This June, Dr. Sheri McKillop, Dean of the University of Fredericton, was formally awarded her Doctorate of Business Administration (DBA) from Northcentral University.
Dr. McKillop’s journey to earn a doctorate degree began eight years ago when she noticed that the terminal degree would be critical for her advancement in the field of post-secondary education. While Dr. McKillop initially considered a range of doctorates, a DBA stood out as being the most natural choice for her:
“I’ve always had a love for learning, but I quickly realized that my heart and soul was in business,” said Dr. McKillop, “I was really drawn to the idea of furthering the field of post-secondary and doing so in a way that was further-reaching than just the field of Education. There is business in everything, no matter what job you have, and combining elements of leadership, human resources, finance, and other business disciplines to an academic institution was very interesting to me.”

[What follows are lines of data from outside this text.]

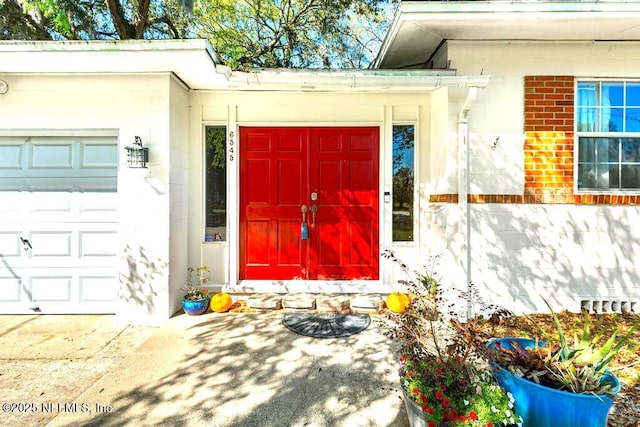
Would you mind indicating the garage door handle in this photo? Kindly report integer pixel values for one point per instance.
(25, 243)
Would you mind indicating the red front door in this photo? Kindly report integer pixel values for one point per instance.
(333, 171)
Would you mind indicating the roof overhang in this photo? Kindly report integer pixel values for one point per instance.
(195, 63)
(420, 27)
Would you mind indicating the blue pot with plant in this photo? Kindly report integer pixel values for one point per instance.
(197, 298)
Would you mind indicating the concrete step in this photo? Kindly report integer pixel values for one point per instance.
(357, 303)
(299, 301)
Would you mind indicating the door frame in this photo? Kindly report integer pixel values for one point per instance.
(233, 200)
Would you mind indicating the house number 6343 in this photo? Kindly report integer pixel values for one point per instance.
(232, 148)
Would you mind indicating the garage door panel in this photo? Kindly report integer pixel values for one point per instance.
(51, 156)
(11, 156)
(96, 204)
(93, 243)
(98, 155)
(98, 289)
(51, 244)
(10, 244)
(59, 193)
(9, 287)
(48, 288)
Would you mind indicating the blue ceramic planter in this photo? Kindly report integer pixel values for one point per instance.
(543, 406)
(195, 307)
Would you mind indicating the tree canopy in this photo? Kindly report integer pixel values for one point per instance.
(246, 33)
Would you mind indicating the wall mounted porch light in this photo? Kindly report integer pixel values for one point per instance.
(137, 155)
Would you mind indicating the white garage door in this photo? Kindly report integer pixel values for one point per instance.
(58, 224)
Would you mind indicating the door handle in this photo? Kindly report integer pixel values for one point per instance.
(314, 209)
(304, 229)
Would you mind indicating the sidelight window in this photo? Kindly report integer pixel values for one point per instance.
(216, 183)
(403, 182)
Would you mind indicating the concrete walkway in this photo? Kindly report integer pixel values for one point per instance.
(210, 370)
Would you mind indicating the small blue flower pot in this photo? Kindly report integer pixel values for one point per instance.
(543, 406)
(195, 307)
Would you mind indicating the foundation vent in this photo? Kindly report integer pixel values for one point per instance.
(600, 306)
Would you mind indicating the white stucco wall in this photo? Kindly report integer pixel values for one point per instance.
(129, 105)
(520, 253)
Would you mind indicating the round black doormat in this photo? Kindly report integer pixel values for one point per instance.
(326, 325)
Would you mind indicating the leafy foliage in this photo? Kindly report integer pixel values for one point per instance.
(294, 33)
(196, 279)
(441, 370)
(92, 19)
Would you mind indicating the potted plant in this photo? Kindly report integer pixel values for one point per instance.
(196, 298)
(443, 379)
(558, 382)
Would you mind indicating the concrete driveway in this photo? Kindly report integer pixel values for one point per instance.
(211, 370)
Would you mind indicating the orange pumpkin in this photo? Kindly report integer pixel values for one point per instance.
(221, 302)
(398, 302)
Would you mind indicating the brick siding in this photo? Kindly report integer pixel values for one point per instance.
(548, 149)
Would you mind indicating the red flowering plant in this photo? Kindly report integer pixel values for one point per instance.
(441, 368)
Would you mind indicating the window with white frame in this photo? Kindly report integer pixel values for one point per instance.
(608, 132)
(403, 182)
(216, 183)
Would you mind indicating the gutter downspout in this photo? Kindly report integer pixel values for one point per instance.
(463, 189)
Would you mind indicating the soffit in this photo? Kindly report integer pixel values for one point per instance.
(419, 27)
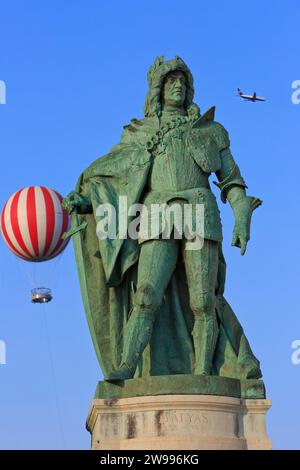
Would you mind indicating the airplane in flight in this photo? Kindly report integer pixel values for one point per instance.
(253, 97)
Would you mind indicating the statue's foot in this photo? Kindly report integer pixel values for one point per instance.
(123, 373)
(250, 369)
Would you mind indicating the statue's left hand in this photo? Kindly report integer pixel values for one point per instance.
(241, 235)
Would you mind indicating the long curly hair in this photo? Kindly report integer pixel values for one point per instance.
(156, 76)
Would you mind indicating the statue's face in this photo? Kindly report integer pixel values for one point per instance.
(174, 89)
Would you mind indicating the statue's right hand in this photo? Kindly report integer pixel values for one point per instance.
(76, 201)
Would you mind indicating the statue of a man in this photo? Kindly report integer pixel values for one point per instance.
(153, 306)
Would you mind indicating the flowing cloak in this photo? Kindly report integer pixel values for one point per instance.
(107, 271)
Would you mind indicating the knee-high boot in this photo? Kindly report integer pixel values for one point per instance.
(205, 335)
(137, 336)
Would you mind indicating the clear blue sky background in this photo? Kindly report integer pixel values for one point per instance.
(76, 73)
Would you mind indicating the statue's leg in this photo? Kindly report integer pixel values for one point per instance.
(201, 271)
(156, 264)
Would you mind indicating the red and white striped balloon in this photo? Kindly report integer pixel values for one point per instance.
(32, 223)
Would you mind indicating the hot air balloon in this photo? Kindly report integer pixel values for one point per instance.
(32, 224)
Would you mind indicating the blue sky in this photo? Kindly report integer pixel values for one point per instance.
(75, 73)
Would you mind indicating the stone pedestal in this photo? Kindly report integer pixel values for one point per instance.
(178, 422)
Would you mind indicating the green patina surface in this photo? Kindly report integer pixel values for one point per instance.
(156, 310)
(182, 385)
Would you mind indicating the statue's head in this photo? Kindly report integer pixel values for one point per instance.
(170, 82)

The search for a suitable doctorate program began for Dr. McKillop shortly after the completion of her MBA degree). However, she didn’t formally pursue her program of choice until beginning with the University of Fredericton in 2014, where she was already a graduate of the online Master of Business Administration (MBA) program. Her positive experience led her to not only pursue an online DBA program, but also to use her dissertation to focus on the unique benefits to employability that online education has.
“I had worked and studied in an online environment, so I had a unique understanding of the benefits it provides; however, I also understood that negative attitudes towards online learning, though diminishing, still exist. When I took a look at the potential impact of negative perceptions and how they can affect the online graduates job opportunities, I noticed there was a big gap in the literature for this subject area.”
Dr. McKillop’s research surrounded how online graduates can increase their hiring opportunities by highlighting skill development that occurs through online learning. Through research with real employers, she was able to ascertain that in Canada, the perception that employers view online graduates negatively was significantly less than in the US; in fact, though she initially intended to discuss possibilities for overcoming negative attitudes in Canada, the negativity she anticipated didn’t actually exist.
“It was a pleasant surprise to learn that online education is largely positively received in Canada. The research and studies that you often hear about related to negative perceptions are usually related to US employers” Dr. McKillop observed. The surprising findings of her dissertation, which was successfully defended on June 18, 2018, has resulted in plans for parallel research within the US. Dr. McKillop, along with her dissertation chair and faculty subject matter expert from Northcentral University, have plans to replicate the study in the coming year.
In addition to replicating the research produced within her dissertation, Dr. McKillop considers herself a lifelong learner, and anticipates that her doctorate will not be the end of her formalized learning. She looks forward to continuing to pursue research related to online studies, and will be focusing on some of the unanswered questions that came from her dissertation in the immediate future.